For more information on Ofili, visit


  1. ForeverYoung

    August 26, 2013 at 2:20 pm

    What happened to innovation? You need a certain level of grace to see it….

    • slice

      August 26, 2013 at 3:03 pm


  2. nana

    August 26, 2013 at 2:21 pm

    wait!! when was the TEDx event?

    • Okechukwu Ofili

      August 26, 2013 at 10:47 pm

      It was around July 20. Pretty nice event.

  3. Mz Socially Awkward...

    August 26, 2013 at 2:39 pm

    Ofili, we believe in ourselves plenty. I mean your dad believed in the ability of his children to make something of themselves, which informed his decision to have you tutored outside Nigeria (this is not a jibe, by the way, just stating a fact and addressing the brain drain you’ve touched on).

    What we don’t have are leaders who believe in the people they govern (hence the lack of home built refineries, etc… I mean on that subject alone, all I have to say is that Nigeria needs to go and study a thing or two from Brazil about how you make your oil and gas industry WORK for the good of your country). Your talk is well meant but I think you should be directing it towards Aso Rock, the House of Senate, etc. etc.

    • Ready

      August 26, 2013 at 5:33 pm

      +1. BN Team, it’s nice that you guys come up with new columns and collabs, but you really should look into this like button thing.

    • Abeeee

      August 27, 2013 at 12:11 am

      No we don’t believe in ourselves especially in science and tech. And the talk should be directed at every single Nigerian out there especially young people. We are all leaders one way or another, we influence each other believe it or not. CEOs need to start trusting their Nigerian employees, the government needs to trust Nigerian contractors and while they are at it they can fix the education system to get rid of the trust issues. Oh and by the way some ‘Aso Rock people’ were present at the event. Keep doing what you do Ofilispeaks, your Tedtalk was inspiring.

  4. Hidi

    August 26, 2013 at 3:07 pm

    Excited to watch this.I practically stalk this dude on social media.He is so smart, funny and articulate.
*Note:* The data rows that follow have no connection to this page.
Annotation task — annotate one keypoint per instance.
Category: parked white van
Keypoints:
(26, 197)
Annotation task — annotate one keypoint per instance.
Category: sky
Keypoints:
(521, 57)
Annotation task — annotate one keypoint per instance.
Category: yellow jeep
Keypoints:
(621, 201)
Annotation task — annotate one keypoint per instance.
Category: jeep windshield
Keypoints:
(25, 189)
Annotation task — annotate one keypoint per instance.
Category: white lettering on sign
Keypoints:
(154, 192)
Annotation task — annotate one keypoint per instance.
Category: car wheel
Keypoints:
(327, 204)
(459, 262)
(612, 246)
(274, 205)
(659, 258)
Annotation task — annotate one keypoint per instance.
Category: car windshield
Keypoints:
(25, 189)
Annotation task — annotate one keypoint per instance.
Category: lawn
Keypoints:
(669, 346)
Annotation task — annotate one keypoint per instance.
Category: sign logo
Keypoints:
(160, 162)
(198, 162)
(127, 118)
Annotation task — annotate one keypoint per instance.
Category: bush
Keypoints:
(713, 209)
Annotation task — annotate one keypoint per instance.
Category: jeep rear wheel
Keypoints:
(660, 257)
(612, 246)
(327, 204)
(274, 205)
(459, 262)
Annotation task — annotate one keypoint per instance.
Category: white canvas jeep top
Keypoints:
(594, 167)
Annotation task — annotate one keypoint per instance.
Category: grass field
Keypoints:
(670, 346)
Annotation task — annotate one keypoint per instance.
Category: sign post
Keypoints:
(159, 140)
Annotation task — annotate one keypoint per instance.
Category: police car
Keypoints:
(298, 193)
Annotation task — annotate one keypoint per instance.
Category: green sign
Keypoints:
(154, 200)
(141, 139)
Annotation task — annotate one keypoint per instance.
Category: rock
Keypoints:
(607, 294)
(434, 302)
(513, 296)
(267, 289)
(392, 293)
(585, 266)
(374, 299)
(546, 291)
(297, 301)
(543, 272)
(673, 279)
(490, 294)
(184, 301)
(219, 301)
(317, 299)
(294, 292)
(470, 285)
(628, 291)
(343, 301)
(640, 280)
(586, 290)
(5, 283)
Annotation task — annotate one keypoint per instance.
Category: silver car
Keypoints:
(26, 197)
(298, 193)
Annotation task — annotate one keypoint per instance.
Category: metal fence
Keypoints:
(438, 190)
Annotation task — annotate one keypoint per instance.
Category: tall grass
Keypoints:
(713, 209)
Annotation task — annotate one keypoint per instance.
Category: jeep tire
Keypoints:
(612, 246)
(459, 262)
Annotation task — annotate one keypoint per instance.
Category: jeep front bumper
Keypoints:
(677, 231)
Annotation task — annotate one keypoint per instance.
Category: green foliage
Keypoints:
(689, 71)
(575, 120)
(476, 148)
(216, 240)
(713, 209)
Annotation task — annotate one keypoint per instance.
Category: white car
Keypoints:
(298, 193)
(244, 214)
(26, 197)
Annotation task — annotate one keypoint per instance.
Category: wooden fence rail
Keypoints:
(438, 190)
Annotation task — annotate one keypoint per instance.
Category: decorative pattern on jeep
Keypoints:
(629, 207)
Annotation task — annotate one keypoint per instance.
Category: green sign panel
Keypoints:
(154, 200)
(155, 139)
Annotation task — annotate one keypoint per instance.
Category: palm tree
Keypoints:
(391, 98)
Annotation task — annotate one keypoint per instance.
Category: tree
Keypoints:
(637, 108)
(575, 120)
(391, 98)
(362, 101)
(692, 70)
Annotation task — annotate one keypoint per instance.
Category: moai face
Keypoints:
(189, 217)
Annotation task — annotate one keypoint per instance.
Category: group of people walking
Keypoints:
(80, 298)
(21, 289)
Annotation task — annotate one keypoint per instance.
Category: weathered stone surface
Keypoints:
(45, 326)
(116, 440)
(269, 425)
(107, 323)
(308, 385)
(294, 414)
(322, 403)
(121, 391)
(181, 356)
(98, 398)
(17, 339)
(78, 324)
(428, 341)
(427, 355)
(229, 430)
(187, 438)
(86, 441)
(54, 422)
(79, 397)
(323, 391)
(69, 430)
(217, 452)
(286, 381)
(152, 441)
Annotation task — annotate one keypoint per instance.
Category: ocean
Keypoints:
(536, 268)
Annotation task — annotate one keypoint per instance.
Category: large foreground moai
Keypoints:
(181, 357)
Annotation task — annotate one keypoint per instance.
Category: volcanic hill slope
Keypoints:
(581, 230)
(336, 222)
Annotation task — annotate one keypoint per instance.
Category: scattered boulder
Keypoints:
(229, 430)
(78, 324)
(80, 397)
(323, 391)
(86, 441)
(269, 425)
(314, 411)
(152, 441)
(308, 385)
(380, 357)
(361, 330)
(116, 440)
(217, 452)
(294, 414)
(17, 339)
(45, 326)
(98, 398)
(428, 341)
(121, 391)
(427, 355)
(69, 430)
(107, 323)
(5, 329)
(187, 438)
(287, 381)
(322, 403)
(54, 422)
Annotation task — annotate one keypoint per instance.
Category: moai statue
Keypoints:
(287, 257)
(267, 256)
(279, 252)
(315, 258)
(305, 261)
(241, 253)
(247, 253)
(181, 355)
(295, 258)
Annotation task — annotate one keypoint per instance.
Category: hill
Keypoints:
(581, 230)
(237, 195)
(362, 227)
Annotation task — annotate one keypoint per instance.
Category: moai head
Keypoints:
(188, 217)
    *Now plugs in headphone and pretends to do valuable work at the office! 🙂

    • oyin

      August 26, 2013 at 6:24 pm

      maybe he should also address the issue of people pretending to work at the office :p
      eye service na part of the problems we get for we country…..
      you know say I dey talk truth

    • Hidi

      August 26, 2013 at 6:38 pm

      LOL, na you sabi. I was multitasking….doing my work and listening to the video..And yeah, I dont work in Nigeria! #okbye!

    • oyin

      August 26, 2013 at 7:19 pm

      ela oh


    August 26, 2013 at 3:10 pm

    Well done to him. He makes many good points.

  6. Jay

    August 26, 2013 at 6:20 pm

    Good luck

  7. Msunderstood

    August 26, 2013 at 10:47 pm

    Good points.
    Me, he’s so cute n well spoken.

  8. nene

    August 27, 2013 at 12:34 am

    okechukwu is easy on the eyes. handsome and funny man.

  9. damepenelope

    August 27, 2013 at 1:59 am

    Good.We need to hear more of this.Nigerians are incredibly smart people who excel at whatever they set their hearts to do. Hear Aso Rock!

  10. justice

    August 27, 2013 at 7:28 am

    Welldone Mr Ofili

  11. Rose

    August 27, 2013 at 2:06 pm

    @bella…..More of this @ ofili ….. nice one

  12. Joshua

    August 27, 2013 at 2:21 pm

    Well put together by Ofili. Innovation is ‘fluid’ to Nigerians but Integrity is scarce. Can we all even as BN family embrace integrity as the foundation where innovation and other good qualities (we give-away to foreigners @rock-bottom price) thrive, to move Nigeria forward. Thank you…sober…hugs

  13. onyeka

    August 30, 2013 at 2:18 am


  14. NNENNE

    August 31, 2013 at 5:56 am

    Give the job to the right people; no nepotism, no tribalism, no bribery. Create an enabling environment. Trust me Nigeria ‘s got talents! Take a look at Nigerians around the world and see for yourself.

  15. sisieko

    September 3, 2013 at 10:33 pm

    Great speech Ofili. Your point about the fish really spoke
    to me.Find your niche and do your best .God bless Naija!